All’inizio della prolusione i goliardi presenti in buon numero in Aula Magna iniziavano a fare un chiasso che diventava talmente forte da coprire le parole del professore, che continuava imperturbabile la sua lezione. La cerimonia aveva termine con l’intonazione del Gaudeamus igitur da parte dei numerosi goliardi che omaggiavano il rettore di una gallina padovana, caratterizzata da un ciuffo di piume sul capo.
Durante l’inaugurazione dell’anno accademico 1951/52 gli studenti, che affollavano come sempre l’Aula Magna, disturbarono con fischi e grida anche il discorso del ministro della Pubblica istruzione, costringendolo a rinunciare all’intervento: ciò portò a una reazione durissima del rettore Guido Ferro, che negli anni successivi concesse l’accesso all’inaugurazione a un numero limitato di studenti, obbligati a esibire l’invito e le generalità.
La Festa Giustinianea
Si tratta di un giorno libero dalle lezioni e in cui l’Università di Padova rimane chiusa. La particolarità è che è una festa mobile, ovvero non è associata a una data precisa. Spetta agli organi universitari il compito di decidere in che giorno sistemare questa festività, quindi capita spesso che questa sia sfruttata per regalare a studenti, studentesse e personale Unipd un ponte. Il suo nome richiama probabilmente il Codice giustinianeo del sesto secolo, che nel trentesimo libro parla dei giorni iuridici e dei giorni festivi.

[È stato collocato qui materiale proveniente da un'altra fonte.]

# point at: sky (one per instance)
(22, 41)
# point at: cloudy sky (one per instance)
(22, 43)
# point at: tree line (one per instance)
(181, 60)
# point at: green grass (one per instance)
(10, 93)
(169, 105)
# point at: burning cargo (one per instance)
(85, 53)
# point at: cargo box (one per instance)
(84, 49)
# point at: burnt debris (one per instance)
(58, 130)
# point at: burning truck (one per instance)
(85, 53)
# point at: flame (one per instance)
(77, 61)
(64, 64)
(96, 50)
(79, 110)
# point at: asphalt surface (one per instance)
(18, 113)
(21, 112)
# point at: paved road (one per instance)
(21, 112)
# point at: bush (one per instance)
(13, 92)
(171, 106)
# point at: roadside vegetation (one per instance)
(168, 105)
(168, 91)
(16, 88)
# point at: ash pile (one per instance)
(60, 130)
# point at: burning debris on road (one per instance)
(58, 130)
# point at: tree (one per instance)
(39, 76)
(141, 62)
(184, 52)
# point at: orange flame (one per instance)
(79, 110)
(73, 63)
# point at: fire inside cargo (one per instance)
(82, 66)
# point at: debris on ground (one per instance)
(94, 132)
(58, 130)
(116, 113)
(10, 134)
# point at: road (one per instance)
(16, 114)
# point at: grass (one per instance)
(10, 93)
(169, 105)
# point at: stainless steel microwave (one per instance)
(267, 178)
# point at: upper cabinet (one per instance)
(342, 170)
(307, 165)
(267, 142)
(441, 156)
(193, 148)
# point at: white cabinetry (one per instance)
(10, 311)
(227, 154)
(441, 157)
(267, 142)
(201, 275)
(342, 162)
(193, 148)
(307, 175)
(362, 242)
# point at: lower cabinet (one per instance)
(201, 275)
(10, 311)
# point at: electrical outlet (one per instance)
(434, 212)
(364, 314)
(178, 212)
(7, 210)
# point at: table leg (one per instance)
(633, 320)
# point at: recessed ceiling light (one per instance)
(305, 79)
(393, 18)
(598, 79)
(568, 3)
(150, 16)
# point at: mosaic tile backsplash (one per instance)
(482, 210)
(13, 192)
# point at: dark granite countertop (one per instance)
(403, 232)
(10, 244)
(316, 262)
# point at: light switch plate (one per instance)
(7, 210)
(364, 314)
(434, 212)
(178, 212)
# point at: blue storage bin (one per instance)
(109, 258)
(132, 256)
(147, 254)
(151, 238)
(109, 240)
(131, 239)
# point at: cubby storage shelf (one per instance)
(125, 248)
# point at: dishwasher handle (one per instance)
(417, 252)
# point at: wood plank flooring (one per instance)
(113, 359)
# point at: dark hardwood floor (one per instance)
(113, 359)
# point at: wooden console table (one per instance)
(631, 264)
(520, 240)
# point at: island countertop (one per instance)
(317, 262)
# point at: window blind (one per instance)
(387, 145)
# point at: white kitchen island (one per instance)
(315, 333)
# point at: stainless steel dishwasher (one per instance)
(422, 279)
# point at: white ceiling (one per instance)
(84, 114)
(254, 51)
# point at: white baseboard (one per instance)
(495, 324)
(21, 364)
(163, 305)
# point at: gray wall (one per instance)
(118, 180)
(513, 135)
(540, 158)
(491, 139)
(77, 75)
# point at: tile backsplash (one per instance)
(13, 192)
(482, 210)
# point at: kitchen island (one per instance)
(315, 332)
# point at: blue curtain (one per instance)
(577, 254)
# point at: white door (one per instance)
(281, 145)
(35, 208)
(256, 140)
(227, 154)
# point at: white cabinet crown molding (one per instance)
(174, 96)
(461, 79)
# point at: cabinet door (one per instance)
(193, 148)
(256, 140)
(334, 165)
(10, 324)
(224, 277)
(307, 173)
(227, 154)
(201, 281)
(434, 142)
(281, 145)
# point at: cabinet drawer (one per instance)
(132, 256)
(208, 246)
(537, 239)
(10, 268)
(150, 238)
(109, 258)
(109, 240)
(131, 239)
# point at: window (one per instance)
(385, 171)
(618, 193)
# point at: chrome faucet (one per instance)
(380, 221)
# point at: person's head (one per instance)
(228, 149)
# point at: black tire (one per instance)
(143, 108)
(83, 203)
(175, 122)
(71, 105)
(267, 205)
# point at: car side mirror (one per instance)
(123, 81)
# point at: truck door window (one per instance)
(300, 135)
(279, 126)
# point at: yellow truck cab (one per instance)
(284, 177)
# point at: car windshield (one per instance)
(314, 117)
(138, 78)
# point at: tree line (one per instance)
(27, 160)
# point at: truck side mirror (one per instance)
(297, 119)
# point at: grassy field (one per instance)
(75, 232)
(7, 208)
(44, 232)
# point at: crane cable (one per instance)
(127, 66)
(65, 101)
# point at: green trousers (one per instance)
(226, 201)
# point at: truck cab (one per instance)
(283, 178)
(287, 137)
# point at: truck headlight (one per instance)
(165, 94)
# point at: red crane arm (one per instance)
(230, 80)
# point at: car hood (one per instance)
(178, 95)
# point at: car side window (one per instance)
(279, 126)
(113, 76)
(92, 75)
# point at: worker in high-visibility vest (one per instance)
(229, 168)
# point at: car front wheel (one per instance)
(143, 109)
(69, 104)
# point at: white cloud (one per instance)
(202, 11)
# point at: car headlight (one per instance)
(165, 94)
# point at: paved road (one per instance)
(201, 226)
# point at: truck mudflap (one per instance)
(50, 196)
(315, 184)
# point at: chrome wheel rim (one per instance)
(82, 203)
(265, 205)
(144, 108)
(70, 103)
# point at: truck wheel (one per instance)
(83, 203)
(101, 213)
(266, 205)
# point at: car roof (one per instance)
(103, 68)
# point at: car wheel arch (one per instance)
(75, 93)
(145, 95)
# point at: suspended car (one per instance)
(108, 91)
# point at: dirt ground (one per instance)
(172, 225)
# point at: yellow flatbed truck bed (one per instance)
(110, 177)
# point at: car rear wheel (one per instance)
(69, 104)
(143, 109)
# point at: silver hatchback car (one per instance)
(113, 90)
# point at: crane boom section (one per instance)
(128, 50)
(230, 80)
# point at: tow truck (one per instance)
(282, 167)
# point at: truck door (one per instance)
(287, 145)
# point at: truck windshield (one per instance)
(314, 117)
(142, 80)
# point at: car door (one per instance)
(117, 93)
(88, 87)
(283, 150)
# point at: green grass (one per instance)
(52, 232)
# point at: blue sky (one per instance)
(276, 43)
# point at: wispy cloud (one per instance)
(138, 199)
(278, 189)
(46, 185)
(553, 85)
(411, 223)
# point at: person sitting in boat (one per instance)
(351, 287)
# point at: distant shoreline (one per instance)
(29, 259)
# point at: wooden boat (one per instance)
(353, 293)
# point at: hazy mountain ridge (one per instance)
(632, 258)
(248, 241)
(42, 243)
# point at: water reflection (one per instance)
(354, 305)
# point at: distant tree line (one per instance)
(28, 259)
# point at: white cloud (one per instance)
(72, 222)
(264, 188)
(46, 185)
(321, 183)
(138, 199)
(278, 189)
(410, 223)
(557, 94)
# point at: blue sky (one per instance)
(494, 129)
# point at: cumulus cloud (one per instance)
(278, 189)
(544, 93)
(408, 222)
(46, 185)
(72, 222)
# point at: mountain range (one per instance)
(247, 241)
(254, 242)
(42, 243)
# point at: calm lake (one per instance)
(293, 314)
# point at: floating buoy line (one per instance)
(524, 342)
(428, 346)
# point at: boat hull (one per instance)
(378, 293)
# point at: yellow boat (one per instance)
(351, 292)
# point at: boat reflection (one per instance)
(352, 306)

La prima traccia di questa festività risale al 1817, durante l'occupazione austriaca della città, quando da circa due anni era in atto una riforma generale degli studi universitari. Sua Maestà Francesco I aveva inviato al governatore di Venezia e al rettore dell’università di Padova 21 paragrafi di norme precise per gli atenei del Lombardo-Veneto. Per chiarire i dubbi riguardo queste nuove disposizioni, tutti i professori dell’ateneo padovano si riunirono e posero numerosi quesiti, tra cui anche quello riguardo ai giorni di vacanza. La risposta fu testualmente: “Sono tutte le feste di precetto, i giorni natalizi delle loro Maestà Imperatore e Imperatrice, e il giorno in cui cade il santo protettore del Paese; e oltre a ciò il rettore Magnifico potrà per particolari circostanze accordare i già d’antico tempo usati giorni Giustinianei, affiggendone l’avviso nel porticato dell’università”. Il rettore in carica stabilì per quell’anno che la festa Giustinianea fosse celebrata nel giorno di san Martino (11 novembre) con una motivazione curiosa: “giorno che un inveterato costume di più secoli ha in questi paesi consecrato alla gozzoviglia, sia giorno giustinianeo… acciocché con più buon umore ed energia sia poi ripigliato il così lodevolmente incominciato annuale corso degli studi”. Altri rettori, nel corso degli anni, hanno usato questo giorno per celebrare la visita in città di nobili e personalità, poiché la si vedeva ancora come una festa subordinata a qualche evento straordinario. Nel corso degli anni la festa giustinianea è diventata di routine e quindi tenacemente osservata. Nel 1866 il Veneto entra a far parte del Regno d’Italia e la tradizione rimase attiva e così continuò fino alla fine alla prima metà del Novecento: la festa, non segnata sul calendario accademico, veniva indetta con qualche giorno d’anticipo, a discrezione del rettore. Dal dopoguerra la festa viene stabilita dal Senato accademico, nel momento dell’approvazione del calendario per l’anno successivo.
Il motto
Il motto dell’Università di Padova è Universa Universis Patavina Libertas: tutta intera, per tutti, la libertà nell’Università di Padova. Sottolinea la libertà di pensiero e opinione che caratterizza l’Ateneo fin dalla sua origine, quando alcuni studenti migrarono dalla sede universitaria di Bologna, il cui Comune svolgeva sempre più frequentemente controlli e pressioni sulle corporazioni studentesche.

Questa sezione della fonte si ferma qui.